“Anche quest’anno il Rapporto fotografa con scrupolosità la situazione del nostro territorio diocesano che, nell’arco di 16 mesi, ha subito alluvioni e terremoti che hanno ulteriormente aggravato la condizione di fragilità di persone e famiglie che già si trovavano in una situazione di difficoltà. Sono state severamente danneggiate infrastrutture e colture, numerose imprese, sconvolgendo equilibri che sembravano consolidati e che, comunque, erano e restano precari”. Lo ha affermato mons. Mario Toso, vescovo di Faenza-Modigliana, durante la presentazione alla cittadinanza del “Rapporto Caritas povertà e risorse 2023. Sperare e agire con il Creato”.
Nel suo intervento il presule ha voluto portare all’attenzione “2 numeri che credo rappresentino bene la tendenza di aumento della povertà nel nostro territorio: nel 2023 sono stati quasi 11.000 i pasti serviti dalla mensa, con un aumento del 38% rispetto al 2022; sempre nel 2023 sono state 1.826 le persone incontrate dalla Caritas diocesana e dalle Caritas parrocchiali, con un aumento del 17% rispetto al 2022. Sono dati significativi sui quali ha inciso l’evento catastrofico rappresentato dall’alluvione. Infatti, non è un caso se le Caritas parrocchiali delle zone più colpite dal disastro hanno incontrato un maggior numero di persone rispetto all’anno precedente”.
Commentando poi i contenuti del Rapporto, mons. Toso ha osservato che “appare sicuramente uno strumento di rilievo per conoscere la molteplicità di soggetti e di attività che si sviluppano nel territorio diocesano grazie alla Caritas diocesana, alle associazioni, alle istituzioni che operano in rete con essa, a servizio della gente, specie dei più poveri, stranieri ed italiani, emigrati e profughi. Abbiamo così a disposizione non solo informazioni frammentarie, approssimative, disarticolate, bensì un quadro abbastanza completo – compatibilmente alle nostre capacità –, sull’impegno della Chiesa che è chiamata a testimoniare l’amore di Cristo Signore nei confronti dei bisognosi”. I dati, ha rilevato il presule, “non rappresentano una semplice statistica. Rendono evidenti, quasi in maniera palpabile, sia la sofferenza di tante persone, sia l’impegno appassionato di operatori e volontari che si spendono nel servizio al prossimo. Da tutto ciò, a fronte dell’aumento dei numeri, delle calamità naturali, non esclusa una tromba d’aria nell’alfonsinese, risulta particolarmente indovinata e provvidenziale la decisione che, a suo tempo, ha saggiamente condotto a ‘delocalizzare’ la Caritas diocesana anche a livello parrocchiale, per garantire maggiore vicinanza alle persone, alle famiglie e alle comunità nel bisogno”.

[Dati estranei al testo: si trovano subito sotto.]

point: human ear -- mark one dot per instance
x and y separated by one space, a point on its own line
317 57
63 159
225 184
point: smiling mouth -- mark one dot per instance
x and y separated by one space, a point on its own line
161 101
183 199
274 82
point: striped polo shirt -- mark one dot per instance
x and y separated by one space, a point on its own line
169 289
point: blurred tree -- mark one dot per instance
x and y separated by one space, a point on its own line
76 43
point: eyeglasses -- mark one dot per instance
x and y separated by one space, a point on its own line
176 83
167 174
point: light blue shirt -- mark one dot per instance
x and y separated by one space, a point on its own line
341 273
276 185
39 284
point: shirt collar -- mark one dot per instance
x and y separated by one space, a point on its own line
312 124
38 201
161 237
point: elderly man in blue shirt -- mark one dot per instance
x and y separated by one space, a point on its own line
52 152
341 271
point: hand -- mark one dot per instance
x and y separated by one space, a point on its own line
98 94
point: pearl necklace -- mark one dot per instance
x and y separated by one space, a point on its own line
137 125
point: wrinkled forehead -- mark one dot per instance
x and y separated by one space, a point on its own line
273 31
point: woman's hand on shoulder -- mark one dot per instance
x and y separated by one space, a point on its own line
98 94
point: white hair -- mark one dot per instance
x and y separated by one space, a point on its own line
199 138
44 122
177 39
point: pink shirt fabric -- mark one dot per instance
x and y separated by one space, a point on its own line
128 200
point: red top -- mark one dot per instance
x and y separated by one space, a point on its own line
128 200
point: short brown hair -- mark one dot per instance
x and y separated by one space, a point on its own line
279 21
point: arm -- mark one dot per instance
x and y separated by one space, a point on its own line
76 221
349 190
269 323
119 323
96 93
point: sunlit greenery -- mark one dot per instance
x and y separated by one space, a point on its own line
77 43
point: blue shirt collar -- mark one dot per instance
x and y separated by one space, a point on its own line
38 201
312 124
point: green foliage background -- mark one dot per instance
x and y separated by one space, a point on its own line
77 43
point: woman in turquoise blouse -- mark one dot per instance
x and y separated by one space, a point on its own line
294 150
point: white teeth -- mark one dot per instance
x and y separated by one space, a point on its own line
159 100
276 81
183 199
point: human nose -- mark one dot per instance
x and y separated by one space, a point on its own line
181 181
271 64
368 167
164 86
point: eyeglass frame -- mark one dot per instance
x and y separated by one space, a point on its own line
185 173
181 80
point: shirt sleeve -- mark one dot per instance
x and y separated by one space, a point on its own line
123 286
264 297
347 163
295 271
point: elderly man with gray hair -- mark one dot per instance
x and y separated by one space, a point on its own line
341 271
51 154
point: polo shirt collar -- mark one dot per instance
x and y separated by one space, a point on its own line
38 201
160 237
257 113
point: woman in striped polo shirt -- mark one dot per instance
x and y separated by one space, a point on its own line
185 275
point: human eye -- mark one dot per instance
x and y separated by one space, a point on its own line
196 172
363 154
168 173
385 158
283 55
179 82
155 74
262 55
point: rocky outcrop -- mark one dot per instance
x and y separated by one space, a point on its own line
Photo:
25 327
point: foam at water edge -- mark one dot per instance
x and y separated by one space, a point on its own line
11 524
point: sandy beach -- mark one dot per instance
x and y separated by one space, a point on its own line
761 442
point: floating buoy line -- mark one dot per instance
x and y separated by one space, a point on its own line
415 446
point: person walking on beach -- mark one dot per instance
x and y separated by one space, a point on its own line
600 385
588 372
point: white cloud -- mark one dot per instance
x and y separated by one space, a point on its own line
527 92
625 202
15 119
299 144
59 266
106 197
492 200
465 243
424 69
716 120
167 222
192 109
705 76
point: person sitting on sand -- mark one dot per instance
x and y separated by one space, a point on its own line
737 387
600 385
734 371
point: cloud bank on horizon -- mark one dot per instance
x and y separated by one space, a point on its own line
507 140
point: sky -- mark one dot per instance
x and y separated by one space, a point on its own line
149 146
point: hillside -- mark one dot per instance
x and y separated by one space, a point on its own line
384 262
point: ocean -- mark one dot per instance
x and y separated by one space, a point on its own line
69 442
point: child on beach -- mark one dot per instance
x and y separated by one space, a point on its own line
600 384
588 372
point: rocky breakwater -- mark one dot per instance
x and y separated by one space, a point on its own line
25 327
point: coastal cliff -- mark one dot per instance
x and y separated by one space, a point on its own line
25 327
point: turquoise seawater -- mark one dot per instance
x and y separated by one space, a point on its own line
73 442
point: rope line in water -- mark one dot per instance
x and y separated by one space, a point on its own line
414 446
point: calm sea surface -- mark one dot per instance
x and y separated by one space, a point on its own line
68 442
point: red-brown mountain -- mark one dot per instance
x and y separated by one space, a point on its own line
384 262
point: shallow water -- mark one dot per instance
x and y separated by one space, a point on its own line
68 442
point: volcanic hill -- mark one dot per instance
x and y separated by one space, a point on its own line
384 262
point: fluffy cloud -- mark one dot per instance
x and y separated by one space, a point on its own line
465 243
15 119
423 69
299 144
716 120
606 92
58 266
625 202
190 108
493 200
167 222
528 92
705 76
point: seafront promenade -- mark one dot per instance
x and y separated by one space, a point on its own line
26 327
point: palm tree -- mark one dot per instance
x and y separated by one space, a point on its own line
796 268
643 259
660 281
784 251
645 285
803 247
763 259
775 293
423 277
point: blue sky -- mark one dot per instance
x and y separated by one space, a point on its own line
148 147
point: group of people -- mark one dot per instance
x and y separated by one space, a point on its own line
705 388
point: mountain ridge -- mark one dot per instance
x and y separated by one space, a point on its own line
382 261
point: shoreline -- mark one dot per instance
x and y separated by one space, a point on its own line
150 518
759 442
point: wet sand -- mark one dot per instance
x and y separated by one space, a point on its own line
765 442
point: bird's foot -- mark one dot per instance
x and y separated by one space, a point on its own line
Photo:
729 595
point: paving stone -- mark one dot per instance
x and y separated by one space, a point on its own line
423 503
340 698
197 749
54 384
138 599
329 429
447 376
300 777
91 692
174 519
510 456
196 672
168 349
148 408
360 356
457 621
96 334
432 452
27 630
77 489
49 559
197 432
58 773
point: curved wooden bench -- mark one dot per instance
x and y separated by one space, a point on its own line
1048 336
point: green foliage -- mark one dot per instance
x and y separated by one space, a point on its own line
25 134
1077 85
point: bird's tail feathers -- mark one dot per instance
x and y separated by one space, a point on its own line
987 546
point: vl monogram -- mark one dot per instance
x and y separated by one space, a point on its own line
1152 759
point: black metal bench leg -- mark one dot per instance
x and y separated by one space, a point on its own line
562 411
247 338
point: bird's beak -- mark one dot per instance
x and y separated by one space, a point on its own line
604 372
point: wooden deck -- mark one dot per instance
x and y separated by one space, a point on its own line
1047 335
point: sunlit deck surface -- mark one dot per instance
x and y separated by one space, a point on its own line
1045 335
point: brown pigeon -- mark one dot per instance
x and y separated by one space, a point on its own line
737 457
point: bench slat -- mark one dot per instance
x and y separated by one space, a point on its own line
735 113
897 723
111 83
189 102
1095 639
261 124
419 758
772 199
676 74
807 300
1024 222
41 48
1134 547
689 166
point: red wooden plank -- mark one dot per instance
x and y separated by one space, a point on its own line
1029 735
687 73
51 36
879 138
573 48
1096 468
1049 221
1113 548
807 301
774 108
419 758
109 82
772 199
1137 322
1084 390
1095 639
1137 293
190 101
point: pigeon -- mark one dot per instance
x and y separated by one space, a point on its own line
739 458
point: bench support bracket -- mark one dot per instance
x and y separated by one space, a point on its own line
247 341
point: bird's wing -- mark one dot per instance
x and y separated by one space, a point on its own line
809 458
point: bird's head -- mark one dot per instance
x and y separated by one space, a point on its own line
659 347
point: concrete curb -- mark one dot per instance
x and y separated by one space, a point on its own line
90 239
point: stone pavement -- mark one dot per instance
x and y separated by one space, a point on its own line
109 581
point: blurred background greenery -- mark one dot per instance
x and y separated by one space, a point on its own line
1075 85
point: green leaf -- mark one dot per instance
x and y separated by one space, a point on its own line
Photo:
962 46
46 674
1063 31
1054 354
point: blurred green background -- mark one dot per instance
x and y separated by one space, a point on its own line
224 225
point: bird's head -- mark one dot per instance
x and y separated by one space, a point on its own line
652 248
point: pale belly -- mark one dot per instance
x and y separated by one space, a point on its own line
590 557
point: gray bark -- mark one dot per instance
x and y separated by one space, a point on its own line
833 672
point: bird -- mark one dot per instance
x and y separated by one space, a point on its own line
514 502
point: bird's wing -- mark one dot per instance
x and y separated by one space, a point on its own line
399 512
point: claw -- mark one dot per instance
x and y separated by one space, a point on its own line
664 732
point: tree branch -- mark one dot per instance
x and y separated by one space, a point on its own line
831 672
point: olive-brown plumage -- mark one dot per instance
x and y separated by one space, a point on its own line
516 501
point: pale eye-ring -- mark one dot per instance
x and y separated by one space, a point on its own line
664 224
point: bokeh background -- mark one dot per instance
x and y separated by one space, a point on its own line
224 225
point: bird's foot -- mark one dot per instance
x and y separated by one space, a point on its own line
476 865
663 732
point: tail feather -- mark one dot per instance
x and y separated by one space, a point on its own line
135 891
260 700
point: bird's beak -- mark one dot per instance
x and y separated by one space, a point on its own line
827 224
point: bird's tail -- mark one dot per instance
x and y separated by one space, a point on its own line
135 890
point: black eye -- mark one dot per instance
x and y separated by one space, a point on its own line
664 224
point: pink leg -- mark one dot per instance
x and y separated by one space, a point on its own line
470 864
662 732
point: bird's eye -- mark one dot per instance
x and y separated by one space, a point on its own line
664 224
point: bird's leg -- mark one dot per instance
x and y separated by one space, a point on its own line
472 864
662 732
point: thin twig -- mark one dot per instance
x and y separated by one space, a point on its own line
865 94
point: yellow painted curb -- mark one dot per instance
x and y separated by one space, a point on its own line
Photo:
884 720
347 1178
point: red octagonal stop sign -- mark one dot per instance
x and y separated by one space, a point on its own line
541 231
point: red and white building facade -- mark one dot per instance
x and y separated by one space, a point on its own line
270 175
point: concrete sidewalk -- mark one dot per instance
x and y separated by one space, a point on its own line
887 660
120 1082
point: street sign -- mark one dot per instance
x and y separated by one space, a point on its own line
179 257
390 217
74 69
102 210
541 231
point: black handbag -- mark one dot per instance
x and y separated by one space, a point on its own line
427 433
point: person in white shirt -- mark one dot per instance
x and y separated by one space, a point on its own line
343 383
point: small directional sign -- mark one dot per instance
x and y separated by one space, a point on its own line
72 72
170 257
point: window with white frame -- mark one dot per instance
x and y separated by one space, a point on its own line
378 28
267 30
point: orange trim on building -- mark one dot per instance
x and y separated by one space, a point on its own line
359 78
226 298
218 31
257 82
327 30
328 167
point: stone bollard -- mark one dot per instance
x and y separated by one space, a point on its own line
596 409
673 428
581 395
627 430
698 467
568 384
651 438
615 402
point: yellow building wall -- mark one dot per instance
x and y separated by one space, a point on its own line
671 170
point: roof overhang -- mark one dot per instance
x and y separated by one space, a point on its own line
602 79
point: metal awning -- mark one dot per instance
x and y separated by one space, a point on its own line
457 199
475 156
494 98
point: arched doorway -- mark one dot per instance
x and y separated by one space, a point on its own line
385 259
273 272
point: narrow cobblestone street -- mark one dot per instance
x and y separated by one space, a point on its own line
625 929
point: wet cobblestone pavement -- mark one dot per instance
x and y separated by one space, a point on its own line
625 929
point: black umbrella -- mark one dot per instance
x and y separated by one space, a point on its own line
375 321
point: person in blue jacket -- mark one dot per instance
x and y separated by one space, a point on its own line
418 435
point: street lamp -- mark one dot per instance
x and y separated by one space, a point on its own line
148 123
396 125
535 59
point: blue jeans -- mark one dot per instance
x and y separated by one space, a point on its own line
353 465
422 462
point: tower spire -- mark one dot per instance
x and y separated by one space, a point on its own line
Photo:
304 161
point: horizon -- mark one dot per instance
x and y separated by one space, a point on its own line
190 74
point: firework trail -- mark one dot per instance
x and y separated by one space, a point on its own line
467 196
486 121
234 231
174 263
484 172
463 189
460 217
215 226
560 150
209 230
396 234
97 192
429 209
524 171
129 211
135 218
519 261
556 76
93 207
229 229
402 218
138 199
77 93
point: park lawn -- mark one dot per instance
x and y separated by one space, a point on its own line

Mons. Toso ha poi sottolineato che “il servizio della Caritas diocesana non è concepito secondo un taglio di mera assistenzialità, quanto piuttosto in termini di cura delle persone, di intercettazione delle loro sofferenze, di sostegno alle loro speranze, di viatico per il loro cammino di promozione e di libertà dei giovani e degli adulti. L’aiuto è offerto con animo fraterno, con il cuore di Cristo”. “In breve – ha spiegato –, la Caritas faentina non sembra volersi limitare ad una mera assistenza, pur importante, delle persone che intercetta con il suo essere diaconia ai poveri. Ha l’ambizione (…) di concorrere, il più possibile, alla promozione delle persone, di una ecologia integrale”. “La Chiesa – ha proseguito – non è, evidentemente, nella posizione di chi ignora il dovere dell’assistenza, ma è consapevole che da sola non può risolvere tutti i problemi che, come comunità, si debbono affrontare. Questa assistenza, infatti, deve porsi ad integrazione dei servizi pubblici e costituire oggetto e anima dell’impegno delle istituzioni e delle rappresentanze politiche, istituzionali e sociali”. “Peraltro, la Chiesa – ha continuato – non può essere sulla posizione di coloro che, a fronte di gravi problemi e l’urgenza di dover partecipare alla politica per risolverli, sino a rimuoverne le cause, si limitano a dire ‘a noi, non interessano i partiti ma gli spartiti’, ossia solo contenuti, prospettive, proposte di politiche. È troppo poco. Non impegnandosi direttamente in politica, nei parlamenti e nelle istituzioni, elaborando e approvando leggi ad hoc, è difficile rimuovere le cause dei mali sociali, risolvere le grandi questioni relative ai beni collettivi, al bene comune, alle povertà, alla giustizia sociale, alle diseguaglianze crescenti, alla pace”.